Amber L. Hollibaugh (born 1946) is an American writer, filmmaker and political activist, largely concerned with feminist and sexual agendas.
We gain power in our refusal to accept less than we deserve.
I think that white people are not seen as people with racial histories.
We're impacted by all the intersections of our identities and those then are reflected on what our choices are.
Sex may be private in the way that you make love, but it's not private in the context of the world we live in.
Do we now fight for the kind of passionate belief that I have about sexuality, about the importance of the erotic, of people actually getting to fulfill desire and not be punished because they have it? No, we're nowhere near close to that. We're dealing with an AIDS epidemic that continues out of control globally and in this country, NO, THIS IS NOT the movement that I am fighting to create. Has it succeeded in places that are very significant? Yes it has - and it would be foolish to say that those things don't matter.
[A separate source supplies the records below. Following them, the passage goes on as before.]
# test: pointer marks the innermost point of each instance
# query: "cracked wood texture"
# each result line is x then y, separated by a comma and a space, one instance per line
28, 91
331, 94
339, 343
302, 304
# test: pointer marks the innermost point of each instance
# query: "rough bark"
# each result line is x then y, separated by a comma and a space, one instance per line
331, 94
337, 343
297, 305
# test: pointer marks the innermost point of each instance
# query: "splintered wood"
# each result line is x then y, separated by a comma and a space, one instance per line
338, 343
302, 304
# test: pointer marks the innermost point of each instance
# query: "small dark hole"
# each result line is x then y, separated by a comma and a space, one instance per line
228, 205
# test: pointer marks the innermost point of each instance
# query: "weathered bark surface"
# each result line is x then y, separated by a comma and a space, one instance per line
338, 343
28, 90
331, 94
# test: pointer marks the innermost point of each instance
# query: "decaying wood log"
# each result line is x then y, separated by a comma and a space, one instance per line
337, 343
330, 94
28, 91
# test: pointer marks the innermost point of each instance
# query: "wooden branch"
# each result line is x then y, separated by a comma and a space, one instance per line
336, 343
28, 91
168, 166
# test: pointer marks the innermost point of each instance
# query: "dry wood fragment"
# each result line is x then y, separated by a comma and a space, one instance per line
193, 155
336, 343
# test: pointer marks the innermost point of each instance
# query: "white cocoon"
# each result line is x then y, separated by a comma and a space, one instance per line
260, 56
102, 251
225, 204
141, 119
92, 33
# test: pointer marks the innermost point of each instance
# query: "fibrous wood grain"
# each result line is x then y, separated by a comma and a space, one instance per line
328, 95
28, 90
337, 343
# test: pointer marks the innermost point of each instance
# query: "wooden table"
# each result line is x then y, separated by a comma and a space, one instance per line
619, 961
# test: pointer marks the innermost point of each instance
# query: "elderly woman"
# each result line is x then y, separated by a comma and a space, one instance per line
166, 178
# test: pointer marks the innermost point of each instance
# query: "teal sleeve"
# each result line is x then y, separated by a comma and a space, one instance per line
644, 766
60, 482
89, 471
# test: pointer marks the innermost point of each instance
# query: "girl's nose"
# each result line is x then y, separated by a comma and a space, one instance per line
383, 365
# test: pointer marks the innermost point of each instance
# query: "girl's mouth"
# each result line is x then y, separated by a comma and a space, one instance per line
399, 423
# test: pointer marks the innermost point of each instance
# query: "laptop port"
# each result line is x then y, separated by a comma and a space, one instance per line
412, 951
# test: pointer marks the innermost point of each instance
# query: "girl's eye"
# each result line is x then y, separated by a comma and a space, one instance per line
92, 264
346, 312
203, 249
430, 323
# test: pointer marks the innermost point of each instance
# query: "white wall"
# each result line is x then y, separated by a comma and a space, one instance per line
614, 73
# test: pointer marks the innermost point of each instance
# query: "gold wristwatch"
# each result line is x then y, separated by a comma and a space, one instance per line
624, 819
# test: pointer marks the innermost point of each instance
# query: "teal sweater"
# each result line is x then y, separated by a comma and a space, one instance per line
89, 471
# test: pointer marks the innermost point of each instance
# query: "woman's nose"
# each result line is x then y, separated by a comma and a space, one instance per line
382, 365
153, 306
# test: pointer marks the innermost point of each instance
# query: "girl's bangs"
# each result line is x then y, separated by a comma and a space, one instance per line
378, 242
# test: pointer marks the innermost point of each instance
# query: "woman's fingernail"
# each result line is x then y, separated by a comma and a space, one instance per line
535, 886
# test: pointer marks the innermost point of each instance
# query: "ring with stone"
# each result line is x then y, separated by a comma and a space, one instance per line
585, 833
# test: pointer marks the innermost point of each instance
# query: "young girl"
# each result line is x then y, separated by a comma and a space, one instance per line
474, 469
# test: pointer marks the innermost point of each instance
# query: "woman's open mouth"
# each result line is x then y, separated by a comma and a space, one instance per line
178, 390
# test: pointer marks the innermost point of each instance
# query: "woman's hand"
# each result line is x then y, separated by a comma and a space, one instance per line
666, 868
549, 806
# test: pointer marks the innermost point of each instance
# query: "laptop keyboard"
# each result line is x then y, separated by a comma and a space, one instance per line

If you struggle with issues of documentation, issues of your health care, issues of whether or not you'll be punished for being open about who you are, those things affect how you can be employed or not employed, how you can get an apartment or not get an apartment, how it is that you feel free or not free.
I think desire gives us - imagination - as well as actually often we pay a terrible price for it. Women are punished around their sexuality and perceived to be immoral if they practice a certain kind of promiscuous sexuality. It's a very different thing still if you're a guy, if you're a woman and you're straight.
To actually be possessed or possess someone in a way that is unimaginable when you're a young person struggling about your body and whether anybody would ever want you, that's a huge world and that doesn't shift because you're fifty; it doesn't shift because you're 80. It's a vision of the possibility of claiming the right to dream and imagine an impossible place that you were never allowed to go, but you want the world to have as a possibility in the future.
I'm a high femme lesbian who loves butch women. That erotic identity has an enormous amount to do with how I live my life, who I live my life with and what it is we can or can't do.
I became a part of the Civil Rights movement early on and that has really shaped a great deal of my thinking.
If you want to be backed by corporations so that you're elected mayor, then it's going to be very problematic for you to support a living wage campaign that would shift the minimum wage to something else.
I think social change work is some of the most extraordinary dreaming that any of us have the possibility of doing.
In a different moment, in the 60s and 70s, I did believe we were going to succeed - that we were going to create a revolution, that America was going to be a completely transformed nation state and that there would be an amazingly different set of beliefs; that this country would reflect. And I thought that that was the fulfillment of the American democratic dream and I believed in it passionately.
In some ways, the challenge of staying political is to stay a dreamer at the same time.
When people give up sex and give up love or they only have love in the context of tradition then I think we're missing the opportunity of saying to each other building community, building desire in community gives all of us the possibility of learning how to be who we always were terrified we'd find out we were, and then not be ashamed of it and to not have our desire and our love embedded in shame is a profound thing and it's part of what drives the movement.
My father is a gypsy. He traveled in caravans and was branded by the Ku Klux Klan. You know I have a history about race in my family that has very much to do with the other things that you name about poverty, about class, about access - or lack of it.
Is it different to come out now than it was to come out thirty-five years ago? Sometimes. But if you come out now and you come from poverty and you come from racism, you come from the terror of communities that are immigrant communities or communities where you're already a moving target because of who you are, this is not a place where it's any easier to be LGBT even if there's a community center in every single borough.
In women's shelters the kind of clothes that women are given to go to job interviews are all girl clothes: little heels, little skirt. If you're gender nonconforming, you're a lesbian, you're not going to put those clothes on to go to a job interview.
I feel really - actually - quite terrified about the world as it now exists. The kind of sucking the world dry for a dollar seems to me to be even worse (though it was hard for me to imagine 30 years ago that it could get worse) and the idea that bling and profit over human beings is really more and more a credible idea; people don't even examine it with any kind of question: I find that really terrifying.
We're targeted as LGBTQ people because we make people nervous around sex and we practice desire or have the possibility of practicing desire in magical and very, very profound ways. We shouldn't be giving up the possibility of articulating the claim of our body and the claim of our desire as something distinctive and erotically profound.